Il y a quelque chose de Woody Guthrie dans ta démarche artistique...
Tom Morello : Je prends cela comme un compliment.

Je le dis d'autant que tu as participé à la reprise de "Old Man Trump"...
Tom Morello : Oui, c'était une chanson de Woody Guthrie (chanteur/guitariste folk américain engagé - 1912-1967 NdlR). Il l’avait écrite à propos de ... En fait, le père de Donald Trump (Fred Trump) était le propriétaire de Woody Guthrie, vraiment ! Il se comportait en maître tout-puissant, un vrai raciste en plus, et Woody Guthrie a écrit cette chanson (en 1950 NdlR), "Old Man Trump". Je l’ai enregistrée avec des copains - Ani DiFranco et mon ami Ryan Harvey ont repris cette chanson.
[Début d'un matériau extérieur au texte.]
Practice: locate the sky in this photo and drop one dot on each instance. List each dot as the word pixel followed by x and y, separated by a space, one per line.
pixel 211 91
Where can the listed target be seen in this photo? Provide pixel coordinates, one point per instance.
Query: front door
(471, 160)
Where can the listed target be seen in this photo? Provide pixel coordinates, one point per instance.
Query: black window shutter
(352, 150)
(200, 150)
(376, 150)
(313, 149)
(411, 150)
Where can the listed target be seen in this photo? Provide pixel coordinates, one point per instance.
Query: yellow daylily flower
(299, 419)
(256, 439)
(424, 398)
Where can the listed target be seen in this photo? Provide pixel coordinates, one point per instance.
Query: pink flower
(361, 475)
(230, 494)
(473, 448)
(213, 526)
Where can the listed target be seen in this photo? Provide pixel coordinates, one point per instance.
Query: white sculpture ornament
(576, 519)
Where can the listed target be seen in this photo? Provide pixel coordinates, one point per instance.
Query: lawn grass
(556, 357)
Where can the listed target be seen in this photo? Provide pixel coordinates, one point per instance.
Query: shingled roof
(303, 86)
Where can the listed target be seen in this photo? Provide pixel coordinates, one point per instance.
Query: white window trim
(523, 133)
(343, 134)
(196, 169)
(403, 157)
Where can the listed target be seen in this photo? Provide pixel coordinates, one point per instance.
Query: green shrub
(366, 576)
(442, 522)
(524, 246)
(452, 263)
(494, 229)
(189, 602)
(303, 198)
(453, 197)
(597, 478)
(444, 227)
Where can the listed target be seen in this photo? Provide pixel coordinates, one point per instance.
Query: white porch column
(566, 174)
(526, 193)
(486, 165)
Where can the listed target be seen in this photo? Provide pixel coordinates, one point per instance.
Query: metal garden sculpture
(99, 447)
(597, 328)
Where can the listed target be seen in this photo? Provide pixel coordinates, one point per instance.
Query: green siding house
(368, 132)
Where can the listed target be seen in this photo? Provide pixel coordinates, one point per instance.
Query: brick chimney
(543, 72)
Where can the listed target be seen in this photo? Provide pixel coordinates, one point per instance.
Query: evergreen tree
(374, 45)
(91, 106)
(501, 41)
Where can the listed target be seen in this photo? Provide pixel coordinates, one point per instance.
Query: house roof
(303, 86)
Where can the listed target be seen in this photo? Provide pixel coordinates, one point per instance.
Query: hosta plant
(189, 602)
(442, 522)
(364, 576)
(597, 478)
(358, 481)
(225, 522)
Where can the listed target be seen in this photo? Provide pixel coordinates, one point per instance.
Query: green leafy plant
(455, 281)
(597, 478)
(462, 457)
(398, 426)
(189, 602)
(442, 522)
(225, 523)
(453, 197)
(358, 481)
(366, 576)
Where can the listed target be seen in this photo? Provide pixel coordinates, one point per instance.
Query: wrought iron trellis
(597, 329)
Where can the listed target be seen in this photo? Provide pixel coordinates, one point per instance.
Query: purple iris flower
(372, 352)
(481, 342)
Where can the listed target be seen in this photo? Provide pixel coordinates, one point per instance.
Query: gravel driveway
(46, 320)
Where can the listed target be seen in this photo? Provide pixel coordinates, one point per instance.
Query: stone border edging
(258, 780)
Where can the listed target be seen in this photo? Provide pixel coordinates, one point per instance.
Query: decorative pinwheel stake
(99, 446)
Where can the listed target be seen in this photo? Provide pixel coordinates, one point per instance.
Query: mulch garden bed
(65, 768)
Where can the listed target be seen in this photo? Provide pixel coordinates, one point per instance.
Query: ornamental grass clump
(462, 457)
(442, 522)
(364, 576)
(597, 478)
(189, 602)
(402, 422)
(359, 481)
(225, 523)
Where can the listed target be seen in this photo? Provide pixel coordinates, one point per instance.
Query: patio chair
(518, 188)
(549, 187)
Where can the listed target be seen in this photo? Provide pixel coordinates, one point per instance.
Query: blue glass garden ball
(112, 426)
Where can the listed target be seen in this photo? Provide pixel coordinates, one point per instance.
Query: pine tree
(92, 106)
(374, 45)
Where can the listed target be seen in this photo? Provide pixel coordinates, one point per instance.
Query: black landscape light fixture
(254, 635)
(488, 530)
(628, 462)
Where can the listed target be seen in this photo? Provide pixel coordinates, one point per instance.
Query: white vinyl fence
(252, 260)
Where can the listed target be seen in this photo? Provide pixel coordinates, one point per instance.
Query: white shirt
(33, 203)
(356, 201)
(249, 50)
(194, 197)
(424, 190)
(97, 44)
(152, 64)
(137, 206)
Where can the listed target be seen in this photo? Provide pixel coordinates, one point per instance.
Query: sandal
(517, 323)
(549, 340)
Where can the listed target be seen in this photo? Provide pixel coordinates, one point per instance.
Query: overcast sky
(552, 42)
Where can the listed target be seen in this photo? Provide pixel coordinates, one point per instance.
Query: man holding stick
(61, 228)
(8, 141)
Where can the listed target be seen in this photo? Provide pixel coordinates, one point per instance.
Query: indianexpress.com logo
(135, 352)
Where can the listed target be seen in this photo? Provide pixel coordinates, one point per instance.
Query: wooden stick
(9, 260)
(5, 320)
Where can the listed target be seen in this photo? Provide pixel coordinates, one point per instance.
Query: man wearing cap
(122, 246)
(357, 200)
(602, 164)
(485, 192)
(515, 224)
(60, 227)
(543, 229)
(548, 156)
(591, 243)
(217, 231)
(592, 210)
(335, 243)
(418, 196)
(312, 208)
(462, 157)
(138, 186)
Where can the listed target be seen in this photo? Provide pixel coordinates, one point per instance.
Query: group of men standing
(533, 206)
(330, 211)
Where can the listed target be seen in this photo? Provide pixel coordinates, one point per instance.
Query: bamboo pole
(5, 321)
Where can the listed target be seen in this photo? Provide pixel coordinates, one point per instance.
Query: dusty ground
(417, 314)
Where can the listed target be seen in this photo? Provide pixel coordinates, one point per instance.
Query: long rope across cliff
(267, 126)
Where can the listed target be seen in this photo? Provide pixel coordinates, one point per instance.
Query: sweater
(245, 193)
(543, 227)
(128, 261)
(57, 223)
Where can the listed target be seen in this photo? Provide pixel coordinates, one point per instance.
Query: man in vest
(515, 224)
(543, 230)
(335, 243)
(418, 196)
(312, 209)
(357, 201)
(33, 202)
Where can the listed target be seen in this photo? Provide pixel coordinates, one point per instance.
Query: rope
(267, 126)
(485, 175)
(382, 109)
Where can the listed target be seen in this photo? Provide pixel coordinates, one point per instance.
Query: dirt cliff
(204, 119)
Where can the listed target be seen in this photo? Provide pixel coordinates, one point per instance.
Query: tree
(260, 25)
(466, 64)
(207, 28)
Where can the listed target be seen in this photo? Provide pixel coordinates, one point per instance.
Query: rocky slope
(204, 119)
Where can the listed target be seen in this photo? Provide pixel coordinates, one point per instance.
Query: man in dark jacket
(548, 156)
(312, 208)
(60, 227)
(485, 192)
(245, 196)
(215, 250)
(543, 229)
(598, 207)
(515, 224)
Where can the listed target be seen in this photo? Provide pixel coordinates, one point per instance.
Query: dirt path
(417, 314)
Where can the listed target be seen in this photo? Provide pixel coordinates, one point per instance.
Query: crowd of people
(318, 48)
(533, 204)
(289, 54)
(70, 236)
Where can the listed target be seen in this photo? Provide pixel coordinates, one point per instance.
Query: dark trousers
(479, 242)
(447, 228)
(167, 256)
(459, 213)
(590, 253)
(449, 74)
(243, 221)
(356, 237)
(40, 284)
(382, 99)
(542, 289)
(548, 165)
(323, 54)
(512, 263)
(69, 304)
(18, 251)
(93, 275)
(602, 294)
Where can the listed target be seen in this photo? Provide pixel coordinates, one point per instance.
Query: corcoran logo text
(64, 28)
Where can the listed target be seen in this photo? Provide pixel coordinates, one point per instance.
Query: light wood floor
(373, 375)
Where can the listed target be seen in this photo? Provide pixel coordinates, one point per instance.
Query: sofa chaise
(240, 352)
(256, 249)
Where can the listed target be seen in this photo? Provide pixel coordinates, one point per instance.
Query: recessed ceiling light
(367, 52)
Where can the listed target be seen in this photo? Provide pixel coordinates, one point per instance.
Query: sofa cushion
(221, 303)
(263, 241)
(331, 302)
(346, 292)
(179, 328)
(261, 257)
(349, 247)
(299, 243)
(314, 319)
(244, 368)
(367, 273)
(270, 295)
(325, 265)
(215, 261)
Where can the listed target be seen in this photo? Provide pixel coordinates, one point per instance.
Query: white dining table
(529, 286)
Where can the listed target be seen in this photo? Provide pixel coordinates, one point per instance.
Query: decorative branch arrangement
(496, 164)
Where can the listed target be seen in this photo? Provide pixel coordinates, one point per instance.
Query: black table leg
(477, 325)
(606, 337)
Vous trouverez ça sur Internet... (l'originale / le clip avec Tom Morello)
 


(Photo Renaud Corlouër/HARD FORCE)

 

"Trump est la mauvaise réponse à la bonne question." - Tom Morello

 

Alors que dans quelques mois, nous fêterons les 25 ans du premier album de RAGE AGAINST THE MACHINE, arrives-tu encore à expliquer ce qui te pousse toujours et encore à aller de l'avant dans cet engagement musical et politique ?
Tom Morello : L'important est d'alimenter les feux de résistance aux politiques inhumaines. Et quel que soit le leader, qu'il s'agisse d'un démocrate ou d'un républicain, que ce soit en France ou que ce soit en Afrique du Sud, où qu'il y ait injustice et partout où les gens cherchent la libération humaine et une planète plus décente et juste.
Ces mouvements nécessitent une bande-son et c'est ce que nous essayons tout simplement de proposer.